You have to tell the computer all this stuff by constructing a conceptual model. You first figure out how the map was constructed and why it was made that way. You determine what decisions went into selecting the map areas, the categories of features included, and the graphics that represent the features. With these details in place, you can make a model that even your computer will love (or, at least, understand).
Embracing the Model-Creation Process
You can’t create useful GIS projects until you have a grasp of what you want to produce.
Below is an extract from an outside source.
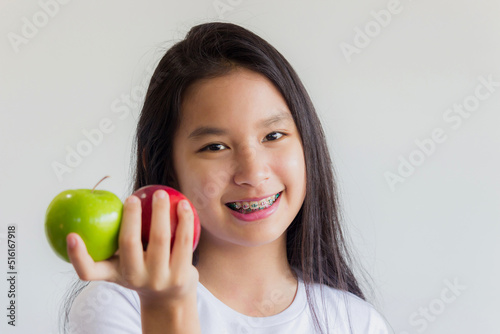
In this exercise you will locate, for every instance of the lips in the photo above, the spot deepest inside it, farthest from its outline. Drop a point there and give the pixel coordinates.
(256, 215)
(249, 206)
In other words, you start the model-creation process with the big picture by asking what your final product needs to be. Then, you break down, or decompose, the final product into the general types (themes) of maps that you need to use. The last stage in the process involves determining which aspects of each map you need to examine. This final stage actually defines the map elements (features and their related data) that you ultimately plan to combine to create your final map.
Each GIS project has its own map elements, and each has its own proposed outcome. To decide what map features you need, you can just draw a simple flowchart (which is what I like to do), starting with the final outcome and successively breaking it down into themes and individual elements. I recommend that you create this flowchart without thinking about whether these data are available. That way, you devise the most detailed model with no compromises.